The key words here are "into which he has been drawn." The families of fallen soldiers have been drawn into the issues raised by the Westboro Baptist Church solely because the Church has chosen to draw them in. I don't think there are strong First Amendment interests in preventing private individuals who have done nothing to make themselves legitimate targets of abuse from seeking civil damages for abusive speech, even if the speaker claims to speaking on issues of public concern. Indeed, that is one of the reasons that NYT and Hustler only apply to public figures: private figures have not intentionally put themselves in the position of being objects of derision.

However, this assumes that the abusive speech in question is actually directed at the private individuals. The fact that the Westboro protesters were 1000 feet away and the father only saw them on TV significantly weakens his claim. On the other hand, if the protesters named the son by name or otherwise directed their speech specifically at the family, it seems to me that ordinary private-figure IIED analysis or something like it should apply.

Posted by: AF | Nov 5, 2007 7:52:07 PM

Here are the counts of the complaint and whether they went to trial:

Count I -- Defamation -- out
Count II -- Invasion of Privacy, Intrusion upon Seclusion -- tried
Count III -- Invasion of Privacy, Publicity to Private Life -- out
Count IV -- Intentional Infliction of Emotional Distress -- tried
Count V -- Civil Conspiracy -- tried

Posted by: Edward Still | Nov 5, 2007 10:04:44 PM

If anybody, anywhere, can find the jury instructions, I'd certainly love to read them.

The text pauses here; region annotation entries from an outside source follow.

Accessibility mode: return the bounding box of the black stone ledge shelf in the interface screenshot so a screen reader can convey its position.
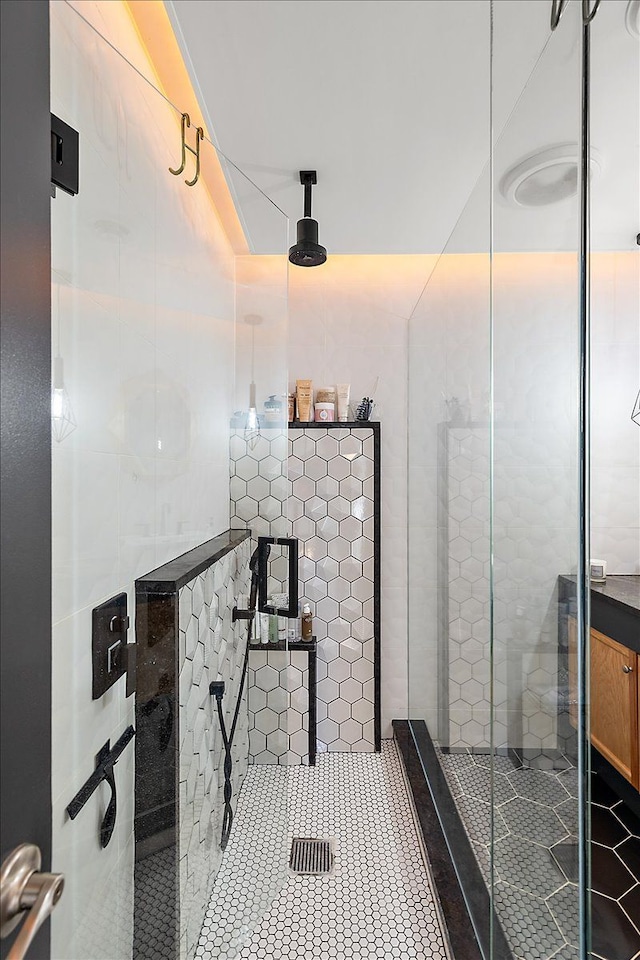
[288,420,380,433]
[136,528,251,593]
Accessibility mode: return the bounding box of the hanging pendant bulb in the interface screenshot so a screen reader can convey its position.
[51,356,78,443]
[244,313,262,450]
[244,381,260,450]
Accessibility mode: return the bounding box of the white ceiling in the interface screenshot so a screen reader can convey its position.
[166,0,638,254]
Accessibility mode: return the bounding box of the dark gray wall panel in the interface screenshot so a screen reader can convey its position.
[0,0,51,958]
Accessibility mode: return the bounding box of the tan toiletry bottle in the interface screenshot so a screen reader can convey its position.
[302,603,313,640]
[296,380,313,423]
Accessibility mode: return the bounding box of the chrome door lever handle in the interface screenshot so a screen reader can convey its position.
[0,843,64,960]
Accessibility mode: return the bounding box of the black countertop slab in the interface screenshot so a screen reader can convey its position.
[558,575,640,653]
[591,576,640,617]
[558,574,640,617]
[136,529,251,593]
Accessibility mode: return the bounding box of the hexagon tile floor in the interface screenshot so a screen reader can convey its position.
[437,750,640,960]
[196,740,447,960]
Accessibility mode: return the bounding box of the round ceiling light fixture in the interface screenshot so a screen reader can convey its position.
[500,143,600,207]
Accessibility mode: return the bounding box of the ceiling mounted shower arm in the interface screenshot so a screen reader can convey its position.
[551,0,601,31]
[289,170,327,267]
[582,0,601,27]
[300,170,318,217]
[551,0,569,30]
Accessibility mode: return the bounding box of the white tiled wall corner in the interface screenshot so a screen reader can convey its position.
[51,2,235,960]
[590,253,640,574]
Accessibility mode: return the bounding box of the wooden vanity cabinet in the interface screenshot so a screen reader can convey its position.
[568,618,640,789]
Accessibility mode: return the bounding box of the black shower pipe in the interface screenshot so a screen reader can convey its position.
[209,544,271,850]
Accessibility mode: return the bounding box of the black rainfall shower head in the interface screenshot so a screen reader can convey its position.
[289,170,327,267]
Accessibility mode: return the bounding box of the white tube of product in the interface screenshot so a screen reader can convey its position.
[336,383,351,423]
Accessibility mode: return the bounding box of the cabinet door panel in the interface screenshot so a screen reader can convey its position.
[591,629,639,787]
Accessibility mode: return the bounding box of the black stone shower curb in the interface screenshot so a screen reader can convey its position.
[393,720,513,960]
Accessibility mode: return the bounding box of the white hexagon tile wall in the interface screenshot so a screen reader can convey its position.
[231,424,379,764]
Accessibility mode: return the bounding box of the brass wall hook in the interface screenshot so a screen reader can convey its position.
[169,113,204,187]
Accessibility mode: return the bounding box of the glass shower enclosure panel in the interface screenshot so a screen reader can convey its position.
[51,2,288,960]
[487,4,588,960]
[408,158,492,957]
[408,3,589,960]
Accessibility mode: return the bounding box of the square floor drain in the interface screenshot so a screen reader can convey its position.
[289,837,334,876]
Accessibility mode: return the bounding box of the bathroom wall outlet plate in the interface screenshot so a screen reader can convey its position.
[91,593,129,700]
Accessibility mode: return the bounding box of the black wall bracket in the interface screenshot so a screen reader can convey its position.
[67,726,135,849]
[51,113,80,197]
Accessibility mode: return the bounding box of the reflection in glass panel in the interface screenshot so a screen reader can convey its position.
[51,3,289,960]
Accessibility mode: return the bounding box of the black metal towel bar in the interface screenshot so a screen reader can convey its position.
[67,726,135,848]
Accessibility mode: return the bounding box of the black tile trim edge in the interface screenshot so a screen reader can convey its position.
[393,720,513,960]
[136,528,251,593]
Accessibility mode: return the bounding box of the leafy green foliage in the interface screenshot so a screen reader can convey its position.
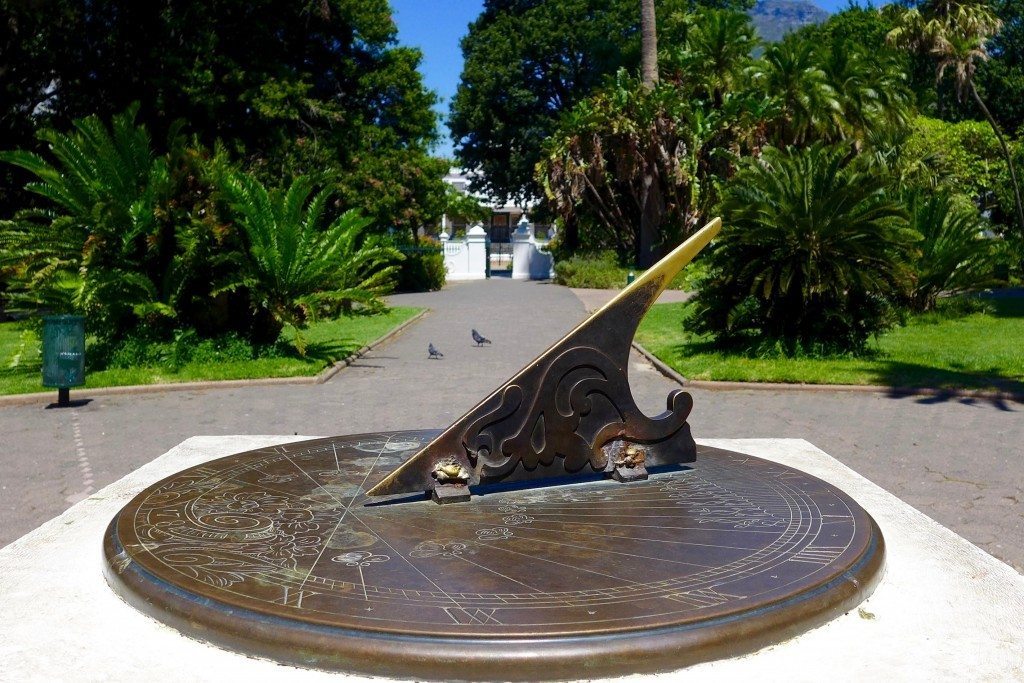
[695,145,915,349]
[538,72,716,260]
[0,103,173,330]
[0,0,443,240]
[449,0,753,205]
[905,190,992,311]
[395,238,447,292]
[218,173,401,352]
[555,251,629,289]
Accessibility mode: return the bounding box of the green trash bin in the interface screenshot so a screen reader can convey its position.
[43,315,85,405]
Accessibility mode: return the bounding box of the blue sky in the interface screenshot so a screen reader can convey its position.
[391,0,848,156]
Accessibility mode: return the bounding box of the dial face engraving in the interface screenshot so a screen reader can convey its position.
[105,431,882,678]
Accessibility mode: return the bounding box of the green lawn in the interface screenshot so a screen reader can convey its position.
[637,298,1024,392]
[0,306,421,394]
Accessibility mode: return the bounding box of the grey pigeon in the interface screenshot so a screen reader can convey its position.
[470,330,490,346]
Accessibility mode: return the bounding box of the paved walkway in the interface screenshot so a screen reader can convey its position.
[0,279,1024,570]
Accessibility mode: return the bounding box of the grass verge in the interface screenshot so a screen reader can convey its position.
[0,306,422,395]
[637,298,1024,392]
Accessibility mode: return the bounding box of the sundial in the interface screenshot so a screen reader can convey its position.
[104,220,884,680]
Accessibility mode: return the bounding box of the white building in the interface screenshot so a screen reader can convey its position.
[440,167,547,244]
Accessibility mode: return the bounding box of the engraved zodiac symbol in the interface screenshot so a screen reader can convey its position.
[476,526,512,541]
[409,541,474,557]
[259,474,296,483]
[331,550,391,567]
[502,515,534,526]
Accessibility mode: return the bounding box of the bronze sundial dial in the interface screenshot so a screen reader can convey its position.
[104,221,884,680]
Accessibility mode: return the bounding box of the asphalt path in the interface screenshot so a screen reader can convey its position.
[0,278,1024,571]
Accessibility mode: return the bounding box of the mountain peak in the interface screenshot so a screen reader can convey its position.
[748,0,828,43]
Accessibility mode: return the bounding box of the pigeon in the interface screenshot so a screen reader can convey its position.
[470,330,490,346]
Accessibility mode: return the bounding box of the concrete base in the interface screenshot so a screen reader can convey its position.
[0,436,1024,681]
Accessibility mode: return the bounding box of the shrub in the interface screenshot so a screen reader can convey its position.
[395,238,447,292]
[86,328,264,372]
[217,173,402,353]
[906,191,993,311]
[555,251,629,290]
[0,106,171,334]
[694,144,915,349]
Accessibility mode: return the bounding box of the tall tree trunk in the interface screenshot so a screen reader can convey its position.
[968,79,1024,250]
[636,0,663,268]
[640,0,657,89]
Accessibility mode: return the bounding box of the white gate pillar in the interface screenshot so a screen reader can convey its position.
[512,216,535,280]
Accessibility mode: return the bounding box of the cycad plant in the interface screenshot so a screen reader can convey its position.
[219,173,402,353]
[695,144,916,350]
[0,106,170,334]
[905,190,992,310]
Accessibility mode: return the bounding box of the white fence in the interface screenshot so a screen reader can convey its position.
[438,218,555,281]
[439,225,487,280]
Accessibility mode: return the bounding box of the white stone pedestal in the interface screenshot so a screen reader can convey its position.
[0,436,1024,682]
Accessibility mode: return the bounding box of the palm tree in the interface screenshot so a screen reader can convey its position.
[692,144,916,348]
[888,0,1024,246]
[0,105,173,333]
[215,173,402,353]
[680,9,758,109]
[751,34,842,147]
[818,41,910,151]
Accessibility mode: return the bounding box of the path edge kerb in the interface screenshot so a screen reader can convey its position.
[0,308,430,409]
[633,341,1024,402]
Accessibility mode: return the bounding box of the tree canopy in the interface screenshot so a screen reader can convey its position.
[0,0,440,224]
[449,0,753,205]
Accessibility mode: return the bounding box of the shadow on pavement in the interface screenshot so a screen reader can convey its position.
[876,360,1024,411]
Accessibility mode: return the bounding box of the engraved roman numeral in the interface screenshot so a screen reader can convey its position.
[443,607,501,626]
[665,588,744,608]
[790,546,846,564]
[274,586,319,608]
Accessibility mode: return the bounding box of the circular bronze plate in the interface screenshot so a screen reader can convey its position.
[104,431,883,680]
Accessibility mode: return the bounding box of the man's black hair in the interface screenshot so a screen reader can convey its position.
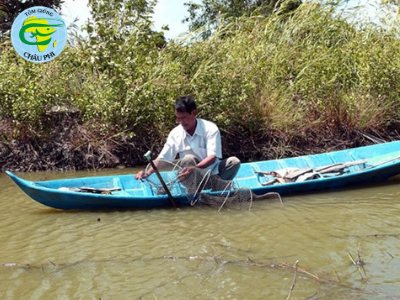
[174,96,197,114]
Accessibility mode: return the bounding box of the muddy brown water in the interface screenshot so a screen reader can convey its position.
[0,169,400,300]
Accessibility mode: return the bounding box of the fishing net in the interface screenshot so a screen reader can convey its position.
[142,159,283,211]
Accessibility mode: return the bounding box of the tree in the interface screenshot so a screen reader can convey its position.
[182,0,302,38]
[0,0,64,41]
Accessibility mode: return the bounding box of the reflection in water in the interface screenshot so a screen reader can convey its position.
[0,170,400,300]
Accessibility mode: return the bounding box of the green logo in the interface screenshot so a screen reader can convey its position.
[11,6,67,63]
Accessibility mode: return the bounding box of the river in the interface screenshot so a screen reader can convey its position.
[0,169,400,300]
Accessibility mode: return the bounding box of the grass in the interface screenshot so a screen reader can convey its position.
[0,1,400,166]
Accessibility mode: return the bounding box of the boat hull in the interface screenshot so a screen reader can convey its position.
[7,141,400,209]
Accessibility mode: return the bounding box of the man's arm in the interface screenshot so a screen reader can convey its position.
[196,155,217,169]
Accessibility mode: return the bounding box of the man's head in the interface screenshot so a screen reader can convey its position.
[174,96,197,135]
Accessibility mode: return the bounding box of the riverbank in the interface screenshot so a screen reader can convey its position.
[0,114,400,172]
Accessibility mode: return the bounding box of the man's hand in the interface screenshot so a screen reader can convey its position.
[135,171,148,180]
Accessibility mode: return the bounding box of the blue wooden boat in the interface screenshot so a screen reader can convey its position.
[7,141,400,210]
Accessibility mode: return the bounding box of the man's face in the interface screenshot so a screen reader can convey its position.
[175,110,197,134]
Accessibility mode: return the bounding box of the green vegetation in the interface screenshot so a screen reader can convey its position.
[0,0,400,169]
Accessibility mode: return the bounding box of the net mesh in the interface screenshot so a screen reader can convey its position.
[146,159,283,211]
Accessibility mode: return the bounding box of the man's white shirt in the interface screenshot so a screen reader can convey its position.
[158,119,222,173]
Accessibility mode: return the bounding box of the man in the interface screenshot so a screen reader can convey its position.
[135,96,240,180]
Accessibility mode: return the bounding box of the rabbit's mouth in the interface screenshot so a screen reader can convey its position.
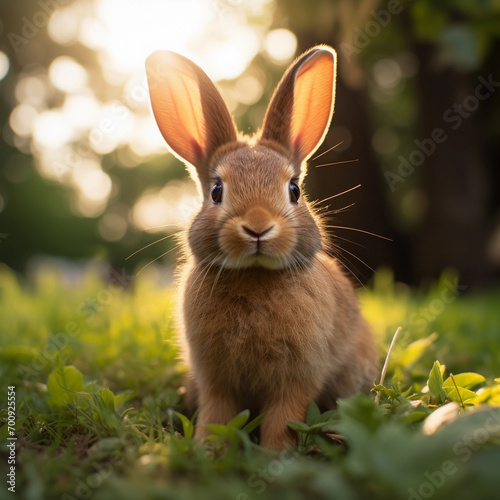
[220,252,289,270]
[219,213,297,269]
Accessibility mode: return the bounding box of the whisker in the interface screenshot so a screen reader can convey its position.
[318,184,361,203]
[314,158,359,168]
[135,247,177,277]
[311,141,344,161]
[325,225,393,241]
[125,233,176,260]
[327,232,367,248]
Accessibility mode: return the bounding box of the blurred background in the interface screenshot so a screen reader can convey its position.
[0,0,500,286]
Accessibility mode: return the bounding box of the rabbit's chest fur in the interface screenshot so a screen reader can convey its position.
[182,254,356,394]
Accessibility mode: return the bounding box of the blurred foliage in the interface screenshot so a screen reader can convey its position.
[0,265,500,500]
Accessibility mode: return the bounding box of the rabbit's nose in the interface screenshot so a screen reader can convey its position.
[241,224,275,240]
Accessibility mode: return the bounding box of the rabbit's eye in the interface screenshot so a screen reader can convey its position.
[211,180,222,204]
[288,181,300,203]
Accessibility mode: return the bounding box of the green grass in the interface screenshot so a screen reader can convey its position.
[0,267,500,500]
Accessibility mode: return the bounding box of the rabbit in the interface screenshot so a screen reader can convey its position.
[146,45,378,450]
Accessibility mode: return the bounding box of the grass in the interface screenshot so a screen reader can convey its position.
[0,266,500,500]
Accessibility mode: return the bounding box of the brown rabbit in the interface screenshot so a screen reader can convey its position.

The standards used in this case are absurd. The precedence was set from a woman who was kidnapped at gunpoint, raped and physically assaulted, thus resulting in severe emotional damage. Without reading a bit of testimony, I have a hard time believing the protest did such damage. They offended and angered.

I have serious doubts in 3 of the 4 counts of this standard:

1) Conduct must be intentional... SCOTUS has established, and reaffirmed that speech is not action, and thus, not conduct. As I have not heard this argument from others, its possible to be the weakest, but given the precident for the standard, certainly worth mentioning.

2) Conduct was outrageous. Conceded (save for the 'conduct' portion mentioned above).

3) Must cause severe emotional stress/damage. Many states have actually instituted additional measures on this, as it must be medically measured. Not knowing all of the details of the trial, I can only guess that the family did not institutionalize themselves.

4) Damage must correlate to the conduct. Was there zero burden of proof in this aspect? Did the court take the family's word? Even if #3 was established, exactly how could correlation be established, as there was certainly emotional stress from losing their son at the same time.

While I find the group repulsive, the application of this standard is negligent, at best. The judge should be ashamed. Appeals should be a rather short process for reversal.

Under the standards of this particular trial, all of the news stations covering the event may very well be liable as well. It was, after all, their report that the family saw, not the protest itself.